= Christopher McKee =

Astrophysicist

Christopher Fulton McKee (born 1942) is an astrophysicist.

McKee attended Phillips Academy and Harvard University, and obtained a Ph.D. from the University of California, Berkeley (UCB) in 1970 under advisor George B. Field. In 1974, he was appointed professor of physics and astronomy, University of California at Berkeley. He is a member of the National Academy of Sciences and has been chair of the UCB Physics Department. He is a former member (1990) and chairman (2000) of the NASA Astronomy and Astrophysics Survey Committee (the "decadal review") and former director of the Space Sciences Laboratory (SSL) at UCB.

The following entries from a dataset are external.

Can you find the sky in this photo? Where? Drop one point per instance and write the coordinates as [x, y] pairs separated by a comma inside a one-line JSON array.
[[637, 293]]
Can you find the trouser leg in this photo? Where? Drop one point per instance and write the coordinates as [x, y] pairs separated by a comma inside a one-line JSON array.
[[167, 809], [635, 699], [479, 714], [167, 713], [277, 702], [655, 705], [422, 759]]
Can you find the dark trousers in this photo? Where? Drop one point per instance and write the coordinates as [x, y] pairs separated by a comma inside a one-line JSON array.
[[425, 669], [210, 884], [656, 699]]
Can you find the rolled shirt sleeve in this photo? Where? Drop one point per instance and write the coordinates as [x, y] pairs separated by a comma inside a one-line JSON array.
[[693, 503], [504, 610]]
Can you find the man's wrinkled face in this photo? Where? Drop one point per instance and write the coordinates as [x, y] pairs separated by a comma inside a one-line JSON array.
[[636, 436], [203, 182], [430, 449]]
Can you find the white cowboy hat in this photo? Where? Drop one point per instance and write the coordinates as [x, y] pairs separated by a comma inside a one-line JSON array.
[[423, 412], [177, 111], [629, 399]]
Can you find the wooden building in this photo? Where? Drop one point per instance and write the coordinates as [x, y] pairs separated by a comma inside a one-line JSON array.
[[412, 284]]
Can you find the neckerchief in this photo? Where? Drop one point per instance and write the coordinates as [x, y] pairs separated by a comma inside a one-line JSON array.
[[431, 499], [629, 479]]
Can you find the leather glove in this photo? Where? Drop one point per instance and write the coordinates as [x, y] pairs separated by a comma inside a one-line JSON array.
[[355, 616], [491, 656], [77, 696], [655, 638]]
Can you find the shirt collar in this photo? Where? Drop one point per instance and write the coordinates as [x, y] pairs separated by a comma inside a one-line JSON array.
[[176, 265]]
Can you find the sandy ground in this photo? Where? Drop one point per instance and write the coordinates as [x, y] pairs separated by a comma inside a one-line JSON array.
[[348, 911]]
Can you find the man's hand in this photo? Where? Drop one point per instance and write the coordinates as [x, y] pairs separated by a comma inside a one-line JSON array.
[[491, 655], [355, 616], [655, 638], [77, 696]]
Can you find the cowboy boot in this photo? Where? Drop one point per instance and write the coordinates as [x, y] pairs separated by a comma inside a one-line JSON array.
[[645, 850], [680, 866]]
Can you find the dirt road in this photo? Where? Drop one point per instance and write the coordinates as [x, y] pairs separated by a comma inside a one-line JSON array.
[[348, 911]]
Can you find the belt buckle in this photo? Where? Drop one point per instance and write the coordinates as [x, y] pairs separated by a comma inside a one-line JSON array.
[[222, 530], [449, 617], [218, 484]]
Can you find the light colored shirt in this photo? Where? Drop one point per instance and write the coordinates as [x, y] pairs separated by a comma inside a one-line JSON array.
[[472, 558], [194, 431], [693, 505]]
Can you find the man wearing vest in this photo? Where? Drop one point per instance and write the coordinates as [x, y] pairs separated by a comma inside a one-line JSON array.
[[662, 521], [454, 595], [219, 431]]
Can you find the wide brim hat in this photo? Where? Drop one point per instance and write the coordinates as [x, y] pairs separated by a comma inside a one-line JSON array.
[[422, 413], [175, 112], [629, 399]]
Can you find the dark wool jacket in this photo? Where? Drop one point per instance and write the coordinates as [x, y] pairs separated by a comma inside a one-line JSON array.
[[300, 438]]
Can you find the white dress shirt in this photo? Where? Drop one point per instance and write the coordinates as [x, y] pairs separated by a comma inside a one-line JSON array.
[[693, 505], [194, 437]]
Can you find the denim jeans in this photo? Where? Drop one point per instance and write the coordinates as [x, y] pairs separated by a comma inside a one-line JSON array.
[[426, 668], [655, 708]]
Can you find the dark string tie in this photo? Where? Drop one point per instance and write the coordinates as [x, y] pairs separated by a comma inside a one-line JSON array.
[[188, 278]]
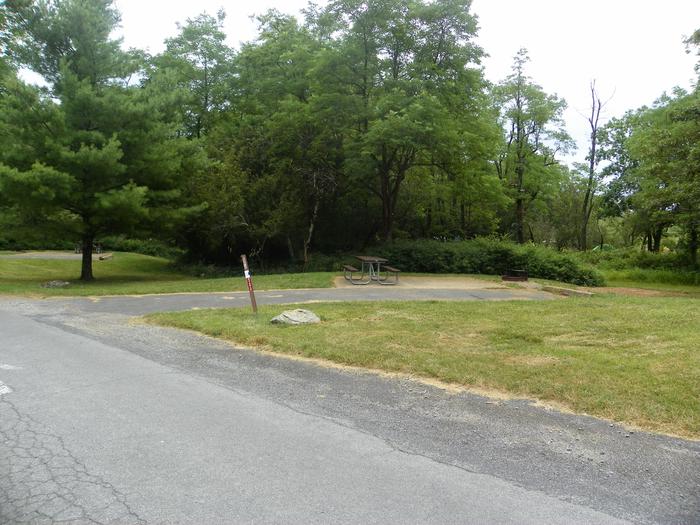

McKee performed the first simulations of relativistic counter-streaming plasmas as part of his Ph.D. thesis at Berkeley (1970). He began his study of the interstellar medium by pointing out the existence of reverse shocks in young supernova remnants, and he then analyzed the interaction of a supernova blast wave with interstellar clouds. Since joining the Physics and Astronomy Departments in Berkeley in 1974, he has devoted much of his research to studying processes in the interstellar medium, including evaporation of clouds, the structure of shock waves in atomic and molecular gas, and the dynamics of blast waves in both homogeneous and inhomogeneous media. In collaboration with Jeremiah Ostriker (Columbia University), he developed the three-phase model of the interstellar medium, which has been widely used to organize and interpret observational data.

His research on quasars has included development of the relativistic blast wave model for variability, introduction of reverberation mapping to analyze variable emission line profiles, the two-phase model for quasar emission line regions, and the development of the theory of coronae and winds from accretion disks.

He has developed a self-regulated model for the structure and evolution of molecular clouds, and for the rate of star formation within these clouds.

He established the Berkeley Astrophysical Fluid Dynamics Group with Richard Klein to develop the technique of adaptive mesh refinement for numerical simulations of astrophysical fluid dynamics.

In his three decades as a professor at UCB, he has advised many graduate students and postdoctoral research fellows.

He was elected a Legacy Fellow of the American Astronomical Society in 2020.